2Solvers for labeled consumption-saving models.
4This module implements the Template Method pattern for the Endogenous Grid
5Method (EGM) algorithm. The base solver defines the algorithm skeleton,
6while concrete solvers override specific hook methods for their model type.
7"""
9from __future__ import annotations
11import warnings
12from types import SimpleNamespace
13from typing import TYPE_CHECKING, Any
15import numpy as np
16import xarray as xr
18from HARK.metric import MetricObject
19from HARK.rewards import UtilityFuncCRRA
21from .solution import ConsumerSolutionLabeled, ValueFuncCRRALabeled
22from .transitions import (
23 FixedPortfolioTransitions,
24 IndShockTransitions,
25 PerfectForesightTransitions,
26 PortfolioTransitions,
27 RiskyAssetTransitions,
28)
30if TYPE_CHECKING:
31 from HARK.distributions import DiscreteDistributionLabeled
33__all__ = [
34 "BaseLabeledSolver",
35 "ConsPerfForesightLabeledSolver",
36 "ConsIndShockLabeledSolver",
37 "ConsRiskyAssetLabeledSolver",
38 "ConsFixedPortfolioLabeledSolver",
39 "ConsPortfolioLabeledSolver",
40]
43class BaseLabeledSolver(MetricObject):
44 """
45 Base solver implementing Template Method pattern for EGM algorithm.

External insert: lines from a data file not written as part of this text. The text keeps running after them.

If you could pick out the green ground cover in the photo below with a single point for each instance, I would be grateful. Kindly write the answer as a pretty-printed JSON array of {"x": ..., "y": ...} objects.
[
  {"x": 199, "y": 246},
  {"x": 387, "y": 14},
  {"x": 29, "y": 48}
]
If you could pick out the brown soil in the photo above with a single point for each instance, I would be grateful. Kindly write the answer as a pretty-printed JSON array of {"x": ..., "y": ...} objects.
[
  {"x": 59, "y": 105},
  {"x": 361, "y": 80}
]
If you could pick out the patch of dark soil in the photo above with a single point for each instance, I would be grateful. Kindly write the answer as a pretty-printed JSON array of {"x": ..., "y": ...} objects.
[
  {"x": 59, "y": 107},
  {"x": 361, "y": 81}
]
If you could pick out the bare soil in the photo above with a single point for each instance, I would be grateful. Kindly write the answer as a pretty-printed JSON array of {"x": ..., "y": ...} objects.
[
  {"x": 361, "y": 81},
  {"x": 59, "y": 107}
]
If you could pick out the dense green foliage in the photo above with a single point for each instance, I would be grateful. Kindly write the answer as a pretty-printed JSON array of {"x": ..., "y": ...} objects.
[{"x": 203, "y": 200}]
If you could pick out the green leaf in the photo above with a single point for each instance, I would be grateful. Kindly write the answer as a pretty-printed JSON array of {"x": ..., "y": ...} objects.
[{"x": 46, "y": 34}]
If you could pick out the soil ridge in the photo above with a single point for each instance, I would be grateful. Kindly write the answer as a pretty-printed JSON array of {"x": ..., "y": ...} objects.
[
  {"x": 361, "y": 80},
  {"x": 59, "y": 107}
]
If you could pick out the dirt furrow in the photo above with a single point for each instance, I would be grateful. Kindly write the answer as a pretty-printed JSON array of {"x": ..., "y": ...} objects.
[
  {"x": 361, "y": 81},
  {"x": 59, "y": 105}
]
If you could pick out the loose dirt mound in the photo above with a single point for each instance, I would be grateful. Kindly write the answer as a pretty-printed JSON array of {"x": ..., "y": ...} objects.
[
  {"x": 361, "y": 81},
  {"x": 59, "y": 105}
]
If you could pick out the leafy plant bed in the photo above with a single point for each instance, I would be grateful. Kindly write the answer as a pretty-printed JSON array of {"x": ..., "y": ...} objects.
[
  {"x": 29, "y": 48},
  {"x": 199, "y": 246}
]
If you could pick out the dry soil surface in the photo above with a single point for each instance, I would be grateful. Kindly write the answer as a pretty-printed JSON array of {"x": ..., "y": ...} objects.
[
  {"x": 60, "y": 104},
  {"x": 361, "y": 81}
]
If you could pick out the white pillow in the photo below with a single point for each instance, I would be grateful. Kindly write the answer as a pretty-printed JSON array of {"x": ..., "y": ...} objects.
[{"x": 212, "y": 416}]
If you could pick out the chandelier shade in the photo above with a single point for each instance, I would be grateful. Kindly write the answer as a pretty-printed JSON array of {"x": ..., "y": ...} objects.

47 This class provides the algorithm skeleton for solving consumption-saving
48 problems using the Endogenous Grid Method. Subclasses customize behavior
49 by:
50 1. Setting TransitionsClass to specify model-specific transitions
51 2. Overriding hook methods for model-specific logic
53 Template Method: solve()
54 Hook Methods:
55 - create_params_namespace(): Add model-specific parameters
56 - calculate_borrowing_constraint(): Model-specific constraint logic
57 - create_post_state(): Add extra state dimensions (e.g., stigma)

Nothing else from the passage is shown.